In: Finance
a. i. Relative Purchasing Power Parity (RPPP) is a carry-forward of the Purchasing power parity theory which states that countries with inflation rates higher than another country will have a devalued currency rate compared to the lower inflation country. This can be understood in a way that the difference in inflation between two countries is the driving factor for difference in the currency exchange rate between the said countries.
ii. Let's take example of USA and India. Assume that inflation in USA over the next year is 3% whereas inflation in India is expected to be 7%. Therefore, the difference between USA and India's inflation will be 4% (4 percentage points). According to RPPP, this difference will drive an equivalent 4 percentage points difference between the currency exchange rate of USA and India leading to India Rupee depreciating by 4% (or in other words, USD appreciating by 4%).

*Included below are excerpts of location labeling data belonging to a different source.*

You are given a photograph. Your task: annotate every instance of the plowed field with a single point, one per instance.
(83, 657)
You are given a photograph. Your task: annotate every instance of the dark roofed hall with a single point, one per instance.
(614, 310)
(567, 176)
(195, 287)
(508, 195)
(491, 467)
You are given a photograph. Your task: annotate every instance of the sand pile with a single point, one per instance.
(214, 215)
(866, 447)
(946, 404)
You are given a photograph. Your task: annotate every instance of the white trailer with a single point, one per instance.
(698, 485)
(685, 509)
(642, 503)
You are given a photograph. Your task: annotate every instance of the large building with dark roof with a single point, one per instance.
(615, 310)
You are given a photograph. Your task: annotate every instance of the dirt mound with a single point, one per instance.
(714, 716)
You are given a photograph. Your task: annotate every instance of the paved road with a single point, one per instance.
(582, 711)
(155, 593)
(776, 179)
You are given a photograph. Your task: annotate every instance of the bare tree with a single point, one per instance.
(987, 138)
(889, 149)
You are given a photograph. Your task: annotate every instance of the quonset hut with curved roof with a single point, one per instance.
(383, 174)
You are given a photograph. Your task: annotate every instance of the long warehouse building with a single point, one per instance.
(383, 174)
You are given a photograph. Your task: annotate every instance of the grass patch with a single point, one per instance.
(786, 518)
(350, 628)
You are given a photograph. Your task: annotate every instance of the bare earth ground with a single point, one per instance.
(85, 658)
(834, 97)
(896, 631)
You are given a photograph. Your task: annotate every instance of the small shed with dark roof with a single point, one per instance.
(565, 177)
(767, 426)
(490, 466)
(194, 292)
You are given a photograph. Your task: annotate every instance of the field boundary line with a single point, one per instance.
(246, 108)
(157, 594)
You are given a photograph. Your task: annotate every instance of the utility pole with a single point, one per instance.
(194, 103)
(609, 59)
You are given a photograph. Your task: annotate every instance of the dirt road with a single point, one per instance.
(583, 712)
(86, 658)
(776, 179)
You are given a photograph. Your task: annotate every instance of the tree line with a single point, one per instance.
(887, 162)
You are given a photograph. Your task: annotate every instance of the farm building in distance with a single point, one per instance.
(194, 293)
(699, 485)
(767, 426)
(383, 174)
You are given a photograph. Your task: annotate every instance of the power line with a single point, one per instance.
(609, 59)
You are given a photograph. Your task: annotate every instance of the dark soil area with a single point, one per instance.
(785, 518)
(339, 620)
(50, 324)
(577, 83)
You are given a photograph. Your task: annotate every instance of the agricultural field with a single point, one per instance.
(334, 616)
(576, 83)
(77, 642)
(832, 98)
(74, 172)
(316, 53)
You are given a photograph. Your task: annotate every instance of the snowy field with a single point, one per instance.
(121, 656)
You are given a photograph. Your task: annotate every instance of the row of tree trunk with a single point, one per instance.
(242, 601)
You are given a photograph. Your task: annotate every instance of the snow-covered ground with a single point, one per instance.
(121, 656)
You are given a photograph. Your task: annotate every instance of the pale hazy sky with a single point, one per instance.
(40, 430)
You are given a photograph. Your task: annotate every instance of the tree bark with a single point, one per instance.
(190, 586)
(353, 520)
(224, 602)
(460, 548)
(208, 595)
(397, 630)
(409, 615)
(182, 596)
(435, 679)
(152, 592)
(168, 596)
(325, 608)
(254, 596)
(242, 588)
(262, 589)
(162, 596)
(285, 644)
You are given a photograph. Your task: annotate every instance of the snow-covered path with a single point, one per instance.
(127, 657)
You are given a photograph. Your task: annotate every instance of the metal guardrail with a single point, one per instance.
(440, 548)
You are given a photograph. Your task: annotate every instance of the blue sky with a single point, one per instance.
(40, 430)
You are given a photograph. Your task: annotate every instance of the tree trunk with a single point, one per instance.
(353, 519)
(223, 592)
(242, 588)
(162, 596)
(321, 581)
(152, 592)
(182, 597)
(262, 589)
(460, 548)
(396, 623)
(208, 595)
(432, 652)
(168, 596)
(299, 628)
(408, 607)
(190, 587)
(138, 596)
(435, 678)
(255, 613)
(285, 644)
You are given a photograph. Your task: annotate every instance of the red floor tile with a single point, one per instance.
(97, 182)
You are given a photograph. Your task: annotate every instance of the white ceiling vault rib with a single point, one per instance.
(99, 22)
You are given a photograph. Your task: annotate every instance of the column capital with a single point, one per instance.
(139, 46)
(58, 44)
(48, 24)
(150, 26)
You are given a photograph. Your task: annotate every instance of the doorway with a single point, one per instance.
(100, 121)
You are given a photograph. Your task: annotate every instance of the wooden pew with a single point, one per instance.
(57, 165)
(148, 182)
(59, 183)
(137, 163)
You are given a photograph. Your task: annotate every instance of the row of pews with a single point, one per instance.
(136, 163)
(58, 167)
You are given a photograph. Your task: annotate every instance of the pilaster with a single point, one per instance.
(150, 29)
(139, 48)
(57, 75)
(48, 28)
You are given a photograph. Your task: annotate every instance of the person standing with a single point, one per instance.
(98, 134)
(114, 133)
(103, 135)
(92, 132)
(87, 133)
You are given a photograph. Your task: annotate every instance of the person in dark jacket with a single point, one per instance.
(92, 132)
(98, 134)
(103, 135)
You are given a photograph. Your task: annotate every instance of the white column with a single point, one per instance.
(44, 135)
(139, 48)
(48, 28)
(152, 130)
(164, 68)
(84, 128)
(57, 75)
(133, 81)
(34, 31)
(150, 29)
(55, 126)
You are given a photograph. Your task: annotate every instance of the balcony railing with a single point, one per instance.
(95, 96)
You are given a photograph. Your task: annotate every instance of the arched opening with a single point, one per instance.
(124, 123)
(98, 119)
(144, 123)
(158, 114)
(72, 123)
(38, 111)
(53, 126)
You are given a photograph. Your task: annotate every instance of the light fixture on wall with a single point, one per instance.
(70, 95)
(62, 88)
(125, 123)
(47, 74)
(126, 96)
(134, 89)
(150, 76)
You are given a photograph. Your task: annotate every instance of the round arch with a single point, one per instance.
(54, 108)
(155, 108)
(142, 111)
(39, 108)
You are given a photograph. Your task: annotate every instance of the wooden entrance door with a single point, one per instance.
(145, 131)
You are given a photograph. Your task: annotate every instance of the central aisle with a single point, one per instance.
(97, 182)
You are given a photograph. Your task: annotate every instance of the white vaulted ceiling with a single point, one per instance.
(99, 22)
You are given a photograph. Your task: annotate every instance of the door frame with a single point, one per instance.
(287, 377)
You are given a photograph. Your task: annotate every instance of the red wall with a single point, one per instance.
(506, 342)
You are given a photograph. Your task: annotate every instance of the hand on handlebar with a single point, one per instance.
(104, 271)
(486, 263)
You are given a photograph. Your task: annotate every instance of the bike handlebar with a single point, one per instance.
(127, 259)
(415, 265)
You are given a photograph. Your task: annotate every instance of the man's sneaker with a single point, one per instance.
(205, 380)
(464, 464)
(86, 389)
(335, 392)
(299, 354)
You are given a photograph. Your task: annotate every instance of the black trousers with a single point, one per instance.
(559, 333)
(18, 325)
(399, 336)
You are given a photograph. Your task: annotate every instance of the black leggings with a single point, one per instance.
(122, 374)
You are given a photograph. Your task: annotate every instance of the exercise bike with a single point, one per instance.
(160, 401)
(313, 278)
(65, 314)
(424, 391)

b. i. Political risk can be viewed as a component of risks associated with investments where the value of an investment or asset held in a particular country 9domestic or internationally) is adversely affected by the unstable political scenario in that country. This unstable political scenario could comprise of changing or weakening government position in the country, changes in strong legislative bodies, changes in foreign or military policies or actions of the country, etc. overall affecting the potential returns from an investment or business venture in that country.
ii. An example of political risk is the risk faced by IT or Tech companies in the United States of America on account of the changing or challenged immigration policies affecting the eligibility of immigrant employees to work in the country, thus, potentially impacting business operations.